Human foamy virus are retroviruses infecting non-human primates but can be transmitted to human through zoonotic infection. Though endogenous PML has been shown not to interfere with HFV replication and latency and also not to get delocalized during infection (Regad et al., 2001; Meiering and Linial, 2003), PMLIII overexpression reportedly attenuates HFV transcription by interacting with the HFV transactivator protein Tas and hindering its binding to DNA (long-terminal repeat and internal promoter) (Regad et al., 2001).
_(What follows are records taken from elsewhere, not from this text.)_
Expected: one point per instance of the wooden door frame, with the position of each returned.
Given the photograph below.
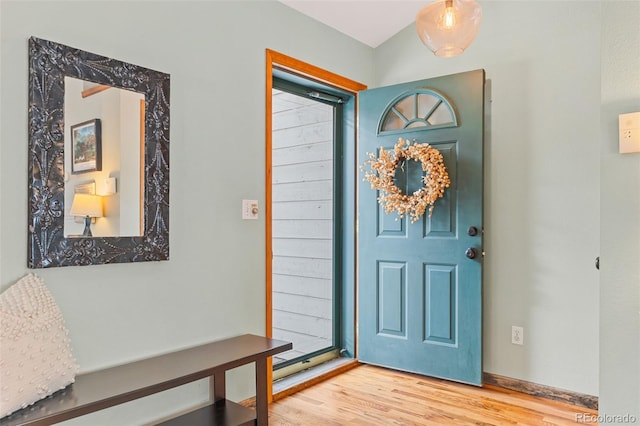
(278, 60)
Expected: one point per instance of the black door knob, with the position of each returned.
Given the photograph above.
(471, 253)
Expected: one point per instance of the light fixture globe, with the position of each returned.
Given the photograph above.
(448, 27)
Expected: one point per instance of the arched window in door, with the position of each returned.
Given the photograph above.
(416, 110)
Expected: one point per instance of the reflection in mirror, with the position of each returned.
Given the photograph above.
(60, 168)
(118, 180)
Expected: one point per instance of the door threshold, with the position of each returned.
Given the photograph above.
(311, 376)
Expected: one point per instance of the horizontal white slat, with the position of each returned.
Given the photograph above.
(319, 170)
(304, 153)
(303, 305)
(301, 267)
(321, 249)
(282, 101)
(320, 228)
(317, 133)
(302, 343)
(303, 116)
(303, 286)
(302, 191)
(302, 324)
(302, 210)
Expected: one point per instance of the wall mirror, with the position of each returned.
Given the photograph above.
(98, 159)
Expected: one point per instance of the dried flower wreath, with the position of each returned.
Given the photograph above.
(382, 174)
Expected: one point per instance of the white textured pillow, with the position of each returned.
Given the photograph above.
(35, 356)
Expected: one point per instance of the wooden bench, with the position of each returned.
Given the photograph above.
(112, 386)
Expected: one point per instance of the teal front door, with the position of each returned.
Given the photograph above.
(420, 284)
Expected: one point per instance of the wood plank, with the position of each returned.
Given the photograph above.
(549, 392)
(304, 210)
(301, 267)
(303, 116)
(303, 286)
(298, 247)
(287, 138)
(311, 228)
(319, 170)
(369, 395)
(320, 190)
(303, 153)
(314, 308)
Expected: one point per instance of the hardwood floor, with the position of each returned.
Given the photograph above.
(368, 395)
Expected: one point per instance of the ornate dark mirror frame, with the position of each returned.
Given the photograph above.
(49, 63)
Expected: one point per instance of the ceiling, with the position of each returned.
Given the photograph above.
(371, 22)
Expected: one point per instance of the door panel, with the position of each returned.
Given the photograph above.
(419, 296)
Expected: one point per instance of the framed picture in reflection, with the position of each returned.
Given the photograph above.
(86, 147)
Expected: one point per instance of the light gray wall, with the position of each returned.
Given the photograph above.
(214, 285)
(620, 211)
(542, 182)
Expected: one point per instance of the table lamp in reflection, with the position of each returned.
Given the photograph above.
(87, 206)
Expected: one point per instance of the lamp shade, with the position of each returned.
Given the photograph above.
(86, 205)
(448, 27)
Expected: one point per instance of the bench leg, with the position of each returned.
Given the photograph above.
(217, 386)
(262, 409)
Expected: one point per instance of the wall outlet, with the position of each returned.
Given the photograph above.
(629, 126)
(249, 209)
(517, 335)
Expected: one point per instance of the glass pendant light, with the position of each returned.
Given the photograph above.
(448, 27)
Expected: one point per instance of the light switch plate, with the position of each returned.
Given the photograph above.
(629, 125)
(249, 209)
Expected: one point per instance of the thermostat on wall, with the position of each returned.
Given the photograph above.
(629, 125)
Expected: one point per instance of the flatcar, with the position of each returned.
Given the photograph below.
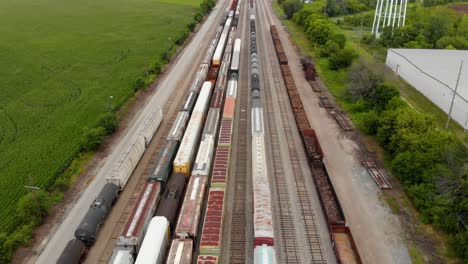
(172, 198)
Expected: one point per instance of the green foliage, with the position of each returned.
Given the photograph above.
(33, 207)
(319, 31)
(342, 59)
(329, 49)
(109, 122)
(290, 7)
(92, 138)
(339, 39)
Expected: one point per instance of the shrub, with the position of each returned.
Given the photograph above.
(329, 49)
(342, 59)
(92, 138)
(290, 7)
(33, 207)
(319, 31)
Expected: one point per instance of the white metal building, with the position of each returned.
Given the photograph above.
(435, 73)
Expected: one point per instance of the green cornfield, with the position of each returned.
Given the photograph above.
(60, 62)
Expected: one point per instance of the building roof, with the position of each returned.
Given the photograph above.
(442, 65)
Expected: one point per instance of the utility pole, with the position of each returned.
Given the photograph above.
(454, 94)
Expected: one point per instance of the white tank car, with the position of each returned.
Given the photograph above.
(154, 247)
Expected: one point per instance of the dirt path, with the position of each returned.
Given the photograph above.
(377, 231)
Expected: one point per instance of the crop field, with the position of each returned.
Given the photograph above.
(60, 61)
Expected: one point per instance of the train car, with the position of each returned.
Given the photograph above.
(217, 57)
(200, 77)
(264, 255)
(236, 56)
(207, 259)
(188, 146)
(180, 252)
(202, 165)
(217, 98)
(229, 107)
(312, 144)
(225, 134)
(212, 122)
(172, 198)
(178, 128)
(189, 217)
(190, 102)
(129, 158)
(220, 174)
(211, 236)
(203, 101)
(232, 87)
(257, 121)
(130, 241)
(97, 213)
(163, 165)
(154, 246)
(73, 253)
(263, 218)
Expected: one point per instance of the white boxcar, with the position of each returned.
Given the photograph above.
(264, 255)
(188, 146)
(127, 162)
(203, 101)
(199, 77)
(154, 247)
(232, 88)
(202, 165)
(263, 221)
(257, 121)
(236, 56)
(180, 252)
(121, 256)
(222, 42)
(178, 128)
(189, 217)
(212, 122)
(129, 158)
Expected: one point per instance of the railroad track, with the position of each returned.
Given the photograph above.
(290, 244)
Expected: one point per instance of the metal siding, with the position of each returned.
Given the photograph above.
(189, 217)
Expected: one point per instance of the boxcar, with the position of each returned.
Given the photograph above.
(180, 252)
(189, 217)
(154, 246)
(163, 165)
(73, 253)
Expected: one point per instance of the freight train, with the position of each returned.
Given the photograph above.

However, this interaction was revealed to be independent of SUMO regulation. Anti-viral potency of IFN is also diminished in PML deficient MEFs but other IFN-dependent antiviral effectors such as MxA, Mx1, and PKR could not sensitize HFV replication (Regad et al., 2001), again bolstering the specificity of PML in creating an IFN-induced antiviral state against HFV.